# My new little darling ...



## Barnes19 (Sep 8, 2013)

Well Leia has had twin girls. She's a first time mum and has formed a preference for the pretty one (fair enough).

Unfortunately this means she acknowledges the other one but won't let her feed ... so after letting baby feed on the milking stand a couple times I've confiscated the pretty one for an hour or so to let mum have some time with the other little girl.

So I've got baby Melli with me ... and I couldn't leave her on the lawn now could I?:-D


----------



## ksalvagno (Oct 6, 2009)

Very cute!


----------



## Tayet (Feb 9, 2012)

What a sweetie! I love her wattles.


----------



## peggy (Aug 11, 2010)

A real sweetie. Congratulations. I had the same problem one year, I had a doe that just wanted the one baby and kept butting the other one away so I put them in a wire kennel. in between feedings they were in the kennel. the kennel was in the pen with mom, she could still see them and smell them.
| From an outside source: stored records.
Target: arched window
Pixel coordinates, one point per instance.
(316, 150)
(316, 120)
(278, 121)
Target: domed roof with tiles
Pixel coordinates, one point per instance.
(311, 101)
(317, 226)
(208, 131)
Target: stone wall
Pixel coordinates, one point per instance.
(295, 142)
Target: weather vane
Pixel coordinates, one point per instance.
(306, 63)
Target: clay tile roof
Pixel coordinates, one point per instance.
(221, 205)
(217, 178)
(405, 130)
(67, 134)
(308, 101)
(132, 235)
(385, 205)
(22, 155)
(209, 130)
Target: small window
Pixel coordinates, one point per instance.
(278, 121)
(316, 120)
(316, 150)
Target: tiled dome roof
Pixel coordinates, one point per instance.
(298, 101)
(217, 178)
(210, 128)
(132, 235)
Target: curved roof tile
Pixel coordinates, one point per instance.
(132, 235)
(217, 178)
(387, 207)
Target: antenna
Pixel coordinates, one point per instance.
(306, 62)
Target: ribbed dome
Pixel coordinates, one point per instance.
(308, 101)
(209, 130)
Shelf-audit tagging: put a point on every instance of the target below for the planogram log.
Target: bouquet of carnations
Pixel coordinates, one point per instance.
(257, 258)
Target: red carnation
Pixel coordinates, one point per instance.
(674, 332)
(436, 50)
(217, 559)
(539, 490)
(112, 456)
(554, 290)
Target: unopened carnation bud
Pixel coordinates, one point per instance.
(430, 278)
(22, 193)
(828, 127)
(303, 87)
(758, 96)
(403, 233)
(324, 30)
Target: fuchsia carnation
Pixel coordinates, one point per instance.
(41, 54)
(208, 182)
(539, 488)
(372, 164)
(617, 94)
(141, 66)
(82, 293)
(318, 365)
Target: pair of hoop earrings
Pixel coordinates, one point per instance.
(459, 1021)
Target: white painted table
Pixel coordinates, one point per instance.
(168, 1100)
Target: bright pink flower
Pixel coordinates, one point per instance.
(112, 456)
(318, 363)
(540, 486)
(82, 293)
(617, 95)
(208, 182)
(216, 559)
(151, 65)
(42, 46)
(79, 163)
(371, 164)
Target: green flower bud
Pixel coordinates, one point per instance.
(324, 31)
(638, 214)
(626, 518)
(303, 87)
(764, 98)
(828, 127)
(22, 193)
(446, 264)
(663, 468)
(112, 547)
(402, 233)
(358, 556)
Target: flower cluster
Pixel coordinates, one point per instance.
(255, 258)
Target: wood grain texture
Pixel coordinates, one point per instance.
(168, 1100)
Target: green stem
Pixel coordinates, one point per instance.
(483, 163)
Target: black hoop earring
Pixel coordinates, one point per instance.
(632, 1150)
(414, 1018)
After a few hours I left them back with mom and she took the other one as well, I think that the scent of the one she liked was all over the other one so she accepted them both.


----------



## Wild Hearts Ranch (Dec 26, 2011)

I want pics of the other one too!


----------



## usamagoat (May 2, 2013)

congrats!:leap:
had the same problem with one that got triplets so i had to raise the left one out and he grew to be a handsome very tame and loves us very much boy!!!:-o


----------



## Barnes19 (Sep 8, 2013)

Oh yes I love the wattles too ... little baby wattles ... I knew I'd get some my boy has them, as soon as I saw his picture I knew he was my buck ... little baby wattles. (he happens to be a very good bloodline too of course ...)

I'll get some pics of the twin ... and week old brother ... tomorrow! They've all got wattles ... even more than I expected!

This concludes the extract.